Alles dauert seine Zeit. Sieht man ja an unseren "neuen" Flughafen in Berlin (grins). Also keine Panik. Das Du täglich Fortschritte machst ist erfreulich. Denke aber daran, es nicht mit Gewalt zu versuchen. Geht es mal schief, sind die Rückschläge gravierend. Auch das Kurven-Training ist eine gute Sache. Du machst eigentlich alles richtig. Grade das Kurven fahren dauert so einige Zeit. Es gibt hier einige Tipps, die aber sehr unterschiedlich dargestellt werden. Gehe mal in die "Themen-Rubrik". Jeder meint es gut und hat da so seine Erfahrungen. Es ist aber schwer sich in die "Anfängerzeit" zurück zu versetzen und dann die erlernte Fahrpraxis für einen Anfänger praxisgerecht zu vermitteln. Ich könnte Dir beschreiben wie ich Kurven fahre (habe ich hier schon so einige Male), wird Dir aber nicht viel bringen. Grundbegriffe ja, aber Dich langsam an Deinem "persönlichen" Fahrstil heranzutesten musst Du selber. Der Erfolg stellt sich meist langsam ein, aber der kommt mit Sicherheit. Nichts überstürzen. Ein praktisches Kurventraining mit einem erfahrendem Fahrlehrer ist da die beste Lösung. Nebenbei: Ich fahre mit einigen Bikern, die seit vielen Jahren sehr sicher und auch "sehr zügig" fahren. In den Kurven fahren die aber ohne viel Schräglage. Na und? Muss man doch nicht immer. Die sind auch nicht langsamer als Andere. Also, immer oben bleiben und es langsam angehen. Gruß Bonny

bitte sei die erste Zeit vorsichtig. Vor allem überstürze nichts und probiere keines Falls irgendetwas aus. Glaub mir, ich sprech aus eigener Erfahrung und bin rennstreckenerprobt. Fahre erstmal in Ruhe und spule die ersten Kilometer ab. Die Sicherheit kommt dann schon. Versuch auf keinen Fall auf Krampf irgendwelche Schräglagen zu erreichen und warte das Training ab.

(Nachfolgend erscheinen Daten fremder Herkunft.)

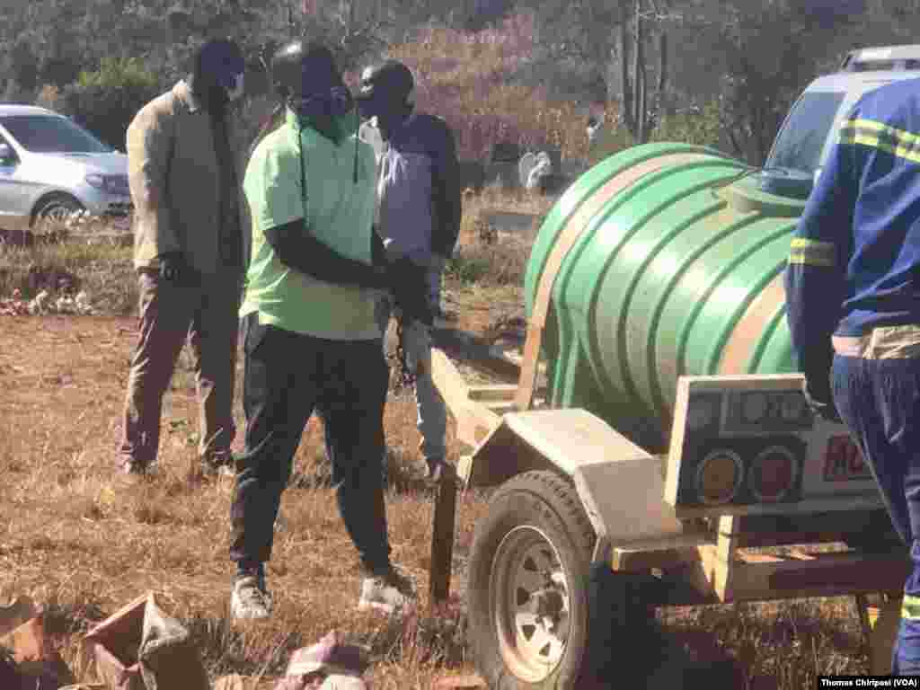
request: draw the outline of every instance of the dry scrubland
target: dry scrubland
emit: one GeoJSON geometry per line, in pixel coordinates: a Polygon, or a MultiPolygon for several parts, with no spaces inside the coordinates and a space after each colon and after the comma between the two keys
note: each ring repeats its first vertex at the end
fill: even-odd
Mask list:
{"type": "MultiPolygon", "coordinates": [[[[523,39],[510,29],[493,36],[472,42],[432,31],[397,54],[433,71],[429,90],[420,94],[423,104],[441,104],[432,109],[463,112],[478,123],[467,128],[466,147],[488,147],[503,126],[501,113],[513,115],[522,132],[544,132],[564,149],[574,147],[581,134],[566,119],[570,111],[522,108],[540,103],[540,94],[501,86],[502,65],[523,39]]],[[[478,212],[492,206],[547,210],[546,200],[525,193],[487,190],[467,197],[462,246],[448,270],[448,304],[460,312],[461,328],[479,333],[509,312],[520,315],[528,251],[483,232],[478,212]]],[[[270,622],[235,628],[227,617],[229,486],[201,483],[189,472],[197,438],[188,360],[180,361],[164,407],[161,475],[149,484],[123,486],[113,473],[113,449],[134,341],[130,250],[0,247],[0,298],[15,289],[28,298],[63,284],[85,290],[98,316],[0,316],[0,601],[27,593],[47,604],[55,641],[79,679],[93,677],[80,653],[81,634],[147,590],[193,631],[212,677],[277,675],[291,650],[333,627],[370,646],[374,663],[368,679],[375,688],[428,688],[434,678],[472,671],[461,595],[473,527],[487,510],[487,496],[468,493],[458,503],[454,598],[443,611],[423,614],[409,626],[358,613],[356,559],[325,483],[321,432],[311,422],[269,565],[277,614],[270,622]]],[[[240,408],[237,400],[237,414],[240,408]]],[[[405,391],[391,391],[386,432],[394,558],[424,592],[431,497],[411,478],[419,434],[405,391]]],[[[669,644],[684,655],[733,660],[744,676],[742,687],[799,690],[815,686],[819,673],[867,672],[849,599],[670,609],[659,617],[669,644]]],[[[629,650],[628,658],[638,652],[629,650]]],[[[611,684],[616,686],[616,679],[611,684]]]]}

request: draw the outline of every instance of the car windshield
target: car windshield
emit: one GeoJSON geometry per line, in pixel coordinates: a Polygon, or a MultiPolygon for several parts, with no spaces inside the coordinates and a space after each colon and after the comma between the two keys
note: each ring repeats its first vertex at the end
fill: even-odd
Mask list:
{"type": "Polygon", "coordinates": [[[766,167],[813,174],[845,95],[842,91],[803,94],[776,136],[766,167]]]}
{"type": "Polygon", "coordinates": [[[59,115],[8,115],[0,124],[35,154],[108,154],[111,149],[85,129],[59,115]]]}

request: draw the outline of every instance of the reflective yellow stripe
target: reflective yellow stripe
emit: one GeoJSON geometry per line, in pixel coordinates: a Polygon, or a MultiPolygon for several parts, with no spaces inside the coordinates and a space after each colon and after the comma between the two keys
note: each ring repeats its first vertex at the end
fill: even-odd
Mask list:
{"type": "Polygon", "coordinates": [[[840,125],[840,143],[870,146],[920,163],[920,135],[871,120],[845,120],[840,125]]]}
{"type": "Polygon", "coordinates": [[[901,617],[908,620],[920,619],[920,597],[904,594],[901,603],[901,617]]]}
{"type": "Polygon", "coordinates": [[[789,247],[789,263],[834,267],[837,263],[836,255],[836,247],[833,242],[793,237],[789,247]]]}

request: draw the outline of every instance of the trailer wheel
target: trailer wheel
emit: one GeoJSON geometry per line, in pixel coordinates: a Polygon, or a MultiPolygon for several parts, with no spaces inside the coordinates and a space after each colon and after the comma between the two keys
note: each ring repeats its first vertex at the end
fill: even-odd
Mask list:
{"type": "Polygon", "coordinates": [[[473,654],[489,687],[571,690],[591,666],[588,583],[594,531],[553,472],[500,487],[477,526],[467,597],[473,654]]]}

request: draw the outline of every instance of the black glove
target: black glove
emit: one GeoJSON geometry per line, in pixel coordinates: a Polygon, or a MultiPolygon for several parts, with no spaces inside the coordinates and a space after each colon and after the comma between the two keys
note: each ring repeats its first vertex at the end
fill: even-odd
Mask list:
{"type": "Polygon", "coordinates": [[[819,362],[809,362],[805,368],[805,382],[802,384],[802,395],[811,412],[822,417],[828,421],[842,423],[840,413],[834,405],[834,395],[831,392],[831,361],[833,351],[828,356],[820,358],[819,362]]]}
{"type": "Polygon", "coordinates": [[[179,285],[190,277],[191,267],[189,266],[180,251],[168,251],[159,256],[160,279],[179,285]]]}
{"type": "Polygon", "coordinates": [[[389,264],[387,277],[394,301],[402,311],[403,319],[432,326],[434,313],[428,298],[427,269],[401,257],[389,264]]]}

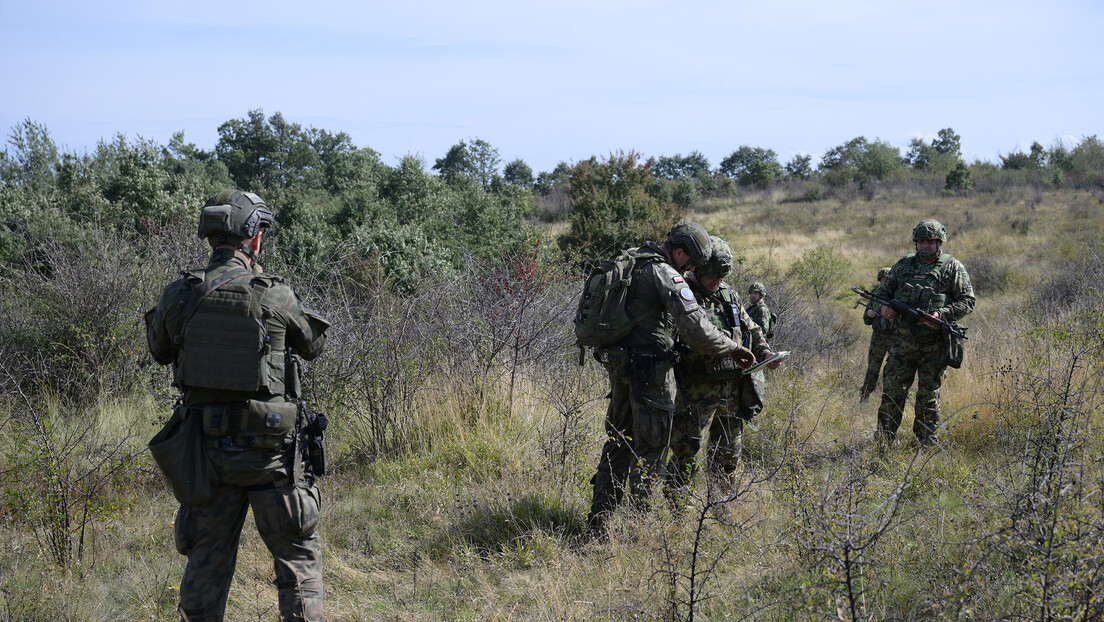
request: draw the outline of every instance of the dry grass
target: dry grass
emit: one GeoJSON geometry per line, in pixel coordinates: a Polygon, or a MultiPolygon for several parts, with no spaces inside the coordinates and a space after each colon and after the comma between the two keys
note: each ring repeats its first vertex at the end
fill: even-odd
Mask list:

Ich würde auch einfach weiterfahren. Das mit dem Schräglagentraining ist eine sehr gute Idee. Bis zum August werden deine Ängste garantiert sehr viel geringer geworden sein!

Ich fahre auch das erste Jahre und kann dir nur einen Tipp geben. Fahr mit einem Kollegen (kein raser) einen Tag durch die Gegend. Am besten hinter ihm. Dann kannst du linie die er fährt beobachten und wirst merken das er wesentlich schneller unterwegs ist wie du aber trotzdem kein Raser. Bei Anfängern ist es mal wichtig RICHTIG die Kurven anfahren, im RICHTIGEN moment in die Kurve legen und den Blick immer in Richtung Kurvenausgang und nicht 3m vor dem Motorrad Steinchen suchen. ;) Das Hinterrad rutschen ist ganz normal und passiert jedem. Es reicht wenn du auf den Teerstreifen von zusammen geflickten Strassen kommst um zu rutschen aber dein Motorrad hat so schnell wieder Grip und die Kreiselkräfte baumeln dich wieder ein. Nur nicht einschüchtern lassen. Ich fahre sein April und habe knappe 6000km und einen Hinterreifen gemeistert. Bei mir hat das so super funktioniert. Mittlerweile ist der angststreifen bei meinem 180er Reifen auf 2-3mm geschrumpft ohne das ich auf der strasse rennfahrer spielen muss. Du wirst sehn das du dein bike immer besser kennen lernst und genau weisst wie sie sich verhält. Versuch nie auf öffentlichen Strassen deine Grenzen auszutesten und leg dich auch nicht mit anderen Bikern an die dich womöglich Provuzieren. Ruhig und Gelasssen bleiben und sicher nach Hause kommen. Das ist das wichtigste!

Ok danke dir antwort :)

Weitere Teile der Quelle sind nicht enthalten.